創業から140年以上、出版事業から発展し、包装事業・マーケティング、電子デバイス製造や、高度な情報処理技術を必要とする医療分野など、印刷技術を核に広範な事業領域を有するDNPが、社会課題を本気で解決することを目的にスタートしたこの取り組み。過去1年間で、7テーマもの本格的な共創を進めている。

そしてこの度、新たに「子育て」「モビリティ」「環境」の3つのテーマで募集を開始。それぞれの領域において事業アイデアを募り、生活者視点の新たな価値創出を狙っている。



▲「DNP INNOVATION PORT CO-CREATION#2020」の詳細はコチラ


そこで今回、「モビリティ」に焦点を絞り、その取り組みを主導するキーパーソンにインタビューを実施。モビリティ事業部事業企画室室長の椎名隆之氏に、DNPがモビリティ事業に挑む動機や共創の目的、そしてその先に見据えるビジョンについて伺った。

MaaSやCASEといったメガトレンドのなかで、今まさに激動の時代を迎えているモビリティ業界。その渦中にDNPが放つソリューションとは一体何なのか。そして、オープンイノベーションによって、どのような価値を生み出そうとしているのか。その背景には、同社が見据える「あるべき社会」の姿があった。


■大日本印刷株式会社 モビリティ事業部 事業企画室 室長 椎名隆之氏

1996年、同社入社。食品パッケージの企画業務を経験した後、PETボトル無菌充填システムのプラント導入のプロジェクトに参加。国内外20カ所以上のプラントへの設備導入に携わる。その後、事業企画室に配属となり、事業戦略策定やM&A案件を担当し、2017年、モビリティ事業部の立ち上げとともに同部企画室室長に就任。

「生活者視点の課題解決」にフォーカス。マーケットイン・外部連携を軸にしたDNPのモビリティ事業 

――まず、モビリティ事業部の概要と設立背景を教えてください。

椎名氏 : モビリティ事業部は、自動車の内装に用いられるデザインフィルムや、サイドバイザーといった樹脂成型の外装部品、さらにモビリティ関連のICTサービスなど、自動車にまつわる様々な製品やサービスを開発・提供する事業部で、2017年に新設されました。

実は、DNPはそれ以前から、内装用の機能性フィルムやデザインフィルムの事業を展開していたのですが、2015年、雨除けに用いられるサイドバイザー分野でシェアNo.1の田村プラスチック製品株式会社(現・DNP田村プラスチック株式会社)を子会社化したのを契機に、事業領域を拡大。各事業部や部門に散らばっていた自動車関連の人材を集約し、モビリティ事業部として包括的なサービスや製品の提供を行う推進体制を構築しました。

そして、モビリティ事業部の特徴のひとつが、”ファブレス”であることです。
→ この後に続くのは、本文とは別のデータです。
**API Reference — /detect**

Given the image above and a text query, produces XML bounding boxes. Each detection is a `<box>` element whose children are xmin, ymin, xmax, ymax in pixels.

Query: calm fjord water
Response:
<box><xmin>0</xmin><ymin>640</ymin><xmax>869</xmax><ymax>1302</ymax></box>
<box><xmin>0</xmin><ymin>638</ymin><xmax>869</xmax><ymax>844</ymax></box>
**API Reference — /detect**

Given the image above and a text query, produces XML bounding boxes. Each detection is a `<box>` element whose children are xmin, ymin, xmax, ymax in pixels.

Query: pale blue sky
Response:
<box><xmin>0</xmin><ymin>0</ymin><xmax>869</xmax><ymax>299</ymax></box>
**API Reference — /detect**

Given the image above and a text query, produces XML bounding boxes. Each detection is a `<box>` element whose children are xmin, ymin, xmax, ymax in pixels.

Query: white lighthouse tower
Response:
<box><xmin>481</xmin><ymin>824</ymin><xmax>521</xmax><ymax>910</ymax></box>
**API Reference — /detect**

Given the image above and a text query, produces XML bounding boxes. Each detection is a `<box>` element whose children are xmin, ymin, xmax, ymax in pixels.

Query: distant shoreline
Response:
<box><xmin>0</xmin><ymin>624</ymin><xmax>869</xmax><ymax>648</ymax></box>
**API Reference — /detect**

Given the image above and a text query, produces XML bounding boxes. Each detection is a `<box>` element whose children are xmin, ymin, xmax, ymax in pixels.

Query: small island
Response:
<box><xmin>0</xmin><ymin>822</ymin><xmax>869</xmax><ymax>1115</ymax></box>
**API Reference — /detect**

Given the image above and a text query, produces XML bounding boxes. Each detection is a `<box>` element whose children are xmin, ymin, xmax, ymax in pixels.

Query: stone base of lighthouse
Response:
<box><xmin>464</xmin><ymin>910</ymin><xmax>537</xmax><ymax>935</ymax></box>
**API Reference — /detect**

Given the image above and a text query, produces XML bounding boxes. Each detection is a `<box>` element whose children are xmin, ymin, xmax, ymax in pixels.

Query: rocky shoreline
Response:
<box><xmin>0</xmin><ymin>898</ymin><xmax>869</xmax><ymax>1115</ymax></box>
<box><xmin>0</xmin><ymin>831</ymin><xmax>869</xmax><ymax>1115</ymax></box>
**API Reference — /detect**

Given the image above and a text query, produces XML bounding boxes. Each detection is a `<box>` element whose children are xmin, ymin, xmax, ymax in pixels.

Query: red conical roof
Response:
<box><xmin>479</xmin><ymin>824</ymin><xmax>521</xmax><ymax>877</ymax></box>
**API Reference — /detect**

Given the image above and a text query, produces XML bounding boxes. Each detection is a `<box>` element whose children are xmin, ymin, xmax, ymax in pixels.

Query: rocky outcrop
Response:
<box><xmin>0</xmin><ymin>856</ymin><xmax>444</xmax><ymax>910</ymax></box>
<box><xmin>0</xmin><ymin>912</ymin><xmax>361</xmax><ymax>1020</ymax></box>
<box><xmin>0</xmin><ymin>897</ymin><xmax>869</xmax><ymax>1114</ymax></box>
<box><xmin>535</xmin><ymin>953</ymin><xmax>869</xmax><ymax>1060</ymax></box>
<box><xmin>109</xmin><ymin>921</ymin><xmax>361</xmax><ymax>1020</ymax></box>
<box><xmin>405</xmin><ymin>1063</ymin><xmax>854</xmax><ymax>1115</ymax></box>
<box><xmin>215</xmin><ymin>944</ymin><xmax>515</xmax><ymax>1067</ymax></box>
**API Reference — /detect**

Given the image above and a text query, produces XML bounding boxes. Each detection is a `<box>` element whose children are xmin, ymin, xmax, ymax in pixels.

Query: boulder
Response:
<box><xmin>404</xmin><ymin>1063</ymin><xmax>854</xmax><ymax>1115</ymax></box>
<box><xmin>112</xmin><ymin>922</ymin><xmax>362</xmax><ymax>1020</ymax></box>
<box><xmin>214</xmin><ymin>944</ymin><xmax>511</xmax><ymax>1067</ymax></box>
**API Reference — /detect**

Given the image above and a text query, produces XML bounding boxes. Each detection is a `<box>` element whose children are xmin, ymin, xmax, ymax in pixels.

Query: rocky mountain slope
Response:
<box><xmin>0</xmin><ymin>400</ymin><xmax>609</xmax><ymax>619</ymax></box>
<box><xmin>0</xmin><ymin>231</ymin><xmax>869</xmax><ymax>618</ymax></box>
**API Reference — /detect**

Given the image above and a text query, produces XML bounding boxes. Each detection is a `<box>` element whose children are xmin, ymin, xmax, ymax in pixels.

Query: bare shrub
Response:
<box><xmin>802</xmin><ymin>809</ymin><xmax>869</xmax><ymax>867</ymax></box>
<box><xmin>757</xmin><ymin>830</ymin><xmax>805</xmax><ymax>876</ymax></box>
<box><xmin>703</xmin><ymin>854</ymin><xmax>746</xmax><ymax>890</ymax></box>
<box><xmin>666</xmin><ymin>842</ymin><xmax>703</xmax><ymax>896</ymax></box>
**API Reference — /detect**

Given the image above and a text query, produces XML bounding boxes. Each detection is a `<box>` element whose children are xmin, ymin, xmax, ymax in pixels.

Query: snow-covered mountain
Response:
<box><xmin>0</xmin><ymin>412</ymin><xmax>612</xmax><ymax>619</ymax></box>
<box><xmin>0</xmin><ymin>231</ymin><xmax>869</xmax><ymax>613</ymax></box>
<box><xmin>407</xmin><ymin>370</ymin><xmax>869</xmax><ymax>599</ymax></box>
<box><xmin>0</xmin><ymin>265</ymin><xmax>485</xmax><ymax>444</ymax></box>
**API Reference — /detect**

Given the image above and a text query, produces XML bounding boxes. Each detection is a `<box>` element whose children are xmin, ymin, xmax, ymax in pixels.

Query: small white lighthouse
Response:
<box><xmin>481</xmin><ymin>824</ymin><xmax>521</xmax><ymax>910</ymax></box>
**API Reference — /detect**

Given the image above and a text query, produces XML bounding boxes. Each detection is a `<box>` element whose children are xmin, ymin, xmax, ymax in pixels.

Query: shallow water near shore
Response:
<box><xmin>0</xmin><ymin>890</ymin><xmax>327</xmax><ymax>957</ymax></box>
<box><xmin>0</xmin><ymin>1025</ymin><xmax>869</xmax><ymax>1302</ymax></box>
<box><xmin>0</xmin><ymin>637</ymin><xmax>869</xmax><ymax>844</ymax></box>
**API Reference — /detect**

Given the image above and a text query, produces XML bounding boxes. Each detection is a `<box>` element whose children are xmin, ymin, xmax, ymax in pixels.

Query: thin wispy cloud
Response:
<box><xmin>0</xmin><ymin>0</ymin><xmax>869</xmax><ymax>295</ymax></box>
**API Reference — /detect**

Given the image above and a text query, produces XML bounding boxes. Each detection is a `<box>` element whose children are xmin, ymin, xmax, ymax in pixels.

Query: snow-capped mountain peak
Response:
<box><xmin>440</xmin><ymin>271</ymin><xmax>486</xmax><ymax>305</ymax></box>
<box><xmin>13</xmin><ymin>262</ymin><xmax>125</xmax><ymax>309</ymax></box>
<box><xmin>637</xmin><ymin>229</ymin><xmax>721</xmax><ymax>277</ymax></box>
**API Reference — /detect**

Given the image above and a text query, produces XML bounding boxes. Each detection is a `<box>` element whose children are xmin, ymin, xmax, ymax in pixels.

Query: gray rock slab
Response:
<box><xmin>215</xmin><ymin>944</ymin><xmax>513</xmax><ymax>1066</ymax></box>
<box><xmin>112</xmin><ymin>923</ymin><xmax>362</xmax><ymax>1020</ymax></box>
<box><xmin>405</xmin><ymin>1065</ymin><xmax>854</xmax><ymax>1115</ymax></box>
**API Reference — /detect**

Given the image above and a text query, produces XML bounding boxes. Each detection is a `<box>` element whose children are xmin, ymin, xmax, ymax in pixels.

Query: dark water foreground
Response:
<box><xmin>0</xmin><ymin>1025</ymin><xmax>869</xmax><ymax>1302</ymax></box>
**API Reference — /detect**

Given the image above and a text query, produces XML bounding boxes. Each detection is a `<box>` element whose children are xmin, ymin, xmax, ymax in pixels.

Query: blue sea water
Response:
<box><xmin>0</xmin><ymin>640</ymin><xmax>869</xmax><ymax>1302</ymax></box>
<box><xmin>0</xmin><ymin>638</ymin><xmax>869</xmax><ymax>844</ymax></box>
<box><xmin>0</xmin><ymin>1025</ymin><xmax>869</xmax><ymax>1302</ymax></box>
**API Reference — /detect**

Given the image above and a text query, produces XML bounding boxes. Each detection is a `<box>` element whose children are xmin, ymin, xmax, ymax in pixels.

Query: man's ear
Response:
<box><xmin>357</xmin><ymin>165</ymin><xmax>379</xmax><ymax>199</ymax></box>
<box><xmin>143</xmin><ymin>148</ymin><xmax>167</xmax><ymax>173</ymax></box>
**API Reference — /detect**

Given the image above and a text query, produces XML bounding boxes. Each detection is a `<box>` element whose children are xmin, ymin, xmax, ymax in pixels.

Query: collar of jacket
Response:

「包装事業部」や「高機能マテリアル事業部」など、各事業部にプロダクト名が冠されていることに象徴的ですが、基本的にDNPのビジネスモデルは自社工場でのプロダクトの製造をベースとしています。しかし、モビリティ事業部が目的としているのは「市場への新たな価値提供」であるため、必ずしも自前でプロダクトを製造する必要はなく、マーケットインで商材がなくても外部企業との連携を念頭に置いています。そうした意味では、設立の時点からオープンイノベーションを見据えた組織だといえるかもしれません。

――現在、モビリティ事業部は、どのような事業を手掛けているのでしょうか。

椎名氏 : まずモビリティ事業部では、「Mobility for kind future, 行き先は、やさしい未来。」という、あくまでユーザー中心の考えでステートメントを掲げ、事業を立ち上げるうえで3つのクライテリア(判断基準)を設定しております。

①「MaaSを『人』と『もの』の移動に関わる課題解決と広義に解釈」

②「グリーンフィールドで、スモールスタートが可能な、ニッチ市場での事業化」

③「将来的に、自社ソリューションの活用〜データ活用ビジネスを目指す」

以上のクライテリアに基づいて現在展開していますが、以下のような2つの分野における事業を開発しています。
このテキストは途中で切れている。